Avant même de poser les yeux sur le scénario de Frédéric [Ouellet, M. Bouvier avait été « interpellé » une première fois par l’interprétation que Jacqueline Barrette avait faite du personnage dans Madame La Bolduc, un biopic que Monique Turcotte a réalisé pour la télé en 1992.

« J’aimais beaucoup les angles et les partis pris dont Frédéric s’est servi pour construire cette histoire », lance François Bouvier. Leur film « s’articule autour de trois poles dramatiques », explique-t-il.

D’une part, il resitue le parcours de cette femme dans son contexte historique, qui correspond à « la naissance du féminisme au Québec, parce qu’à la même époque, Thérèse Casgrain (campée par Mylène Mackay) faisait une campagne pour promouvoir le droit de vote des femmes ».

« On les fait presque se croiser, mais par personne interposée, en utilisant le personnage de la fille de Mary Travers, Denise (Rose-Marie Perreault, à l’écran). » Il ne s’agit donc pas d’une « rencontre documentée », mais bien « virtuelle », précise le réalisateur. « L’idée de Frédéric nous permettait de faire en sorte que ces deux femmes posent un commentaire l’une sur l’autre. L’une œuvre à faire avancer cette idée de vote des femmes, tandis que l’autre parle des femmes. La Bolduc est une femme du peuple, qui parle de leurs préoccupations. » C’est pourquoi ses chansons constituent une « prise de parole » pas moins fondamentale, à l’heure où « les femmes ne prenaient pas, ou peu, la parole », rappelle François Bouvier.

« Et même si la rencontre n’a pas eu lieu, je crois que tout ce qui se dit [dans le film] est très probable », conclut-il.

En second lieu, le scénario explore la « conciliation » des trois différentes facettes de Mary Travers, tout à la fois « mère de famille, épouse et chanteuse ». Dans cet ordre, car elle n’acceptera de monter sur scène que contrainte par la nécessité », rappelle le réalisateur. « Ce n’est pas l’histoire d’une chanteuse qui est aussi mère de famille, mais bien celle d’une mère qui va se mettre à chanter » pour sortir sa famille de la misère, en cette période de crise économique. 

Ce qui ne manquera pas de faire tanguer son couple, au sein duquel Édouard (Émile Proulx-Cloutier) souffre d’avoir perdu son rôle de chef de famille et de pourvoyeur, lui qui, diminué par un accident, peine à retrouver du travail. « En même temps qu’elle a ce plaisir immense d’être sur scène, adulée, il y a en elle des traces de culpabilité. »

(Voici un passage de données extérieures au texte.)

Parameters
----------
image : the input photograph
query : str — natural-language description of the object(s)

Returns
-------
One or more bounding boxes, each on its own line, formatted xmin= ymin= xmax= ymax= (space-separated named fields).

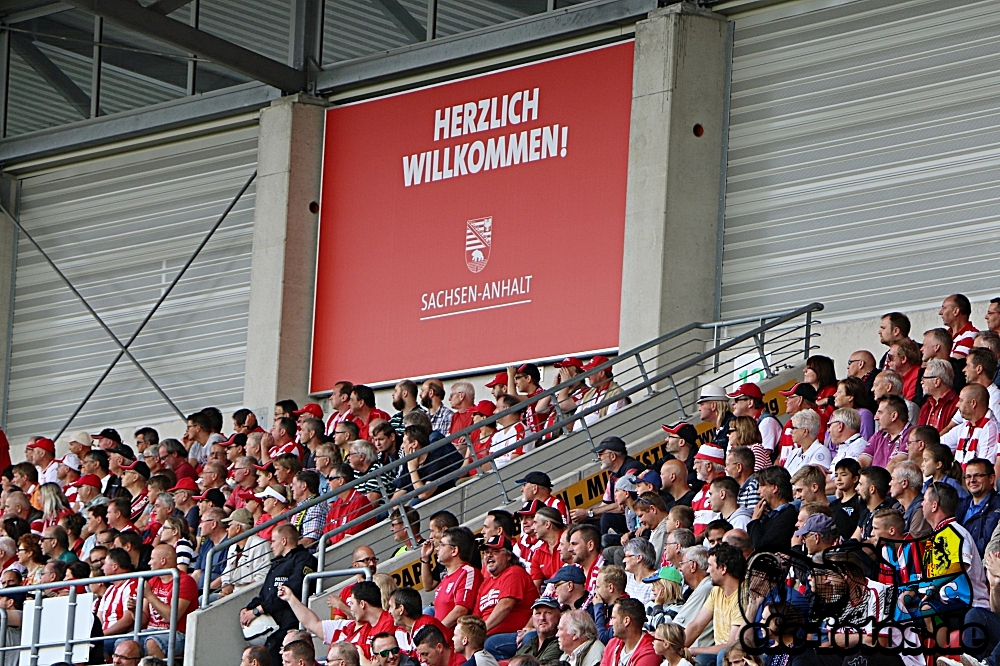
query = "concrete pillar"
xmin=243 ymin=95 xmax=325 ymax=412
xmin=619 ymin=3 xmax=728 ymax=364
xmin=0 ymin=178 xmax=17 ymax=426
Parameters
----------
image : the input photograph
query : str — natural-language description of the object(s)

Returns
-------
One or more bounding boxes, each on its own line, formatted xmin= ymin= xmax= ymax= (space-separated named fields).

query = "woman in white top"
xmin=653 ymin=622 xmax=692 ymax=666
xmin=159 ymin=516 xmax=194 ymax=572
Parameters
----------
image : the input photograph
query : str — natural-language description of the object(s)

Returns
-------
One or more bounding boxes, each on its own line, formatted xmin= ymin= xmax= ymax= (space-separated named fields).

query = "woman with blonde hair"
xmin=154 ymin=516 xmax=195 ymax=573
xmin=653 ymin=622 xmax=693 ymax=666
xmin=17 ymin=534 xmax=45 ymax=585
xmin=643 ymin=566 xmax=684 ymax=631
xmin=33 ymin=483 xmax=73 ymax=532
xmin=728 ymin=416 xmax=771 ymax=472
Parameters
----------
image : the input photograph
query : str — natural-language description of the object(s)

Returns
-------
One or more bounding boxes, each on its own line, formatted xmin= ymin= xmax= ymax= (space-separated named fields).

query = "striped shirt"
xmin=97 ymin=578 xmax=139 ymax=631
xmin=951 ymin=322 xmax=979 ymax=358
xmin=955 ymin=412 xmax=998 ymax=469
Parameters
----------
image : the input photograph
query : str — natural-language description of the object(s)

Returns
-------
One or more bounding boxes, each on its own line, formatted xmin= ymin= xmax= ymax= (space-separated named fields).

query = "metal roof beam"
xmin=371 ymin=0 xmax=427 ymax=42
xmin=10 ymin=33 xmax=90 ymax=118
xmin=66 ymin=0 xmax=306 ymax=93
xmin=146 ymin=0 xmax=191 ymax=16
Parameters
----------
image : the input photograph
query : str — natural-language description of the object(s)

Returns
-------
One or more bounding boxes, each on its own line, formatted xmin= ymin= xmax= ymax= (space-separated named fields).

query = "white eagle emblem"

En troisième lieu, la caméra se penche sur une relation mère-fille, explorant l’admiration de Denise pour sa mère, et les fantasmes qu’elle nourrit. « Denise ouvre et ferme le film. [...] On aurait pu l’appeler Mary et Denise », confie François Bouvier, qui, au-delà de la biographie historique, dit avoir signé en catimini « un film sur l’estime, le pardon et la réunion ».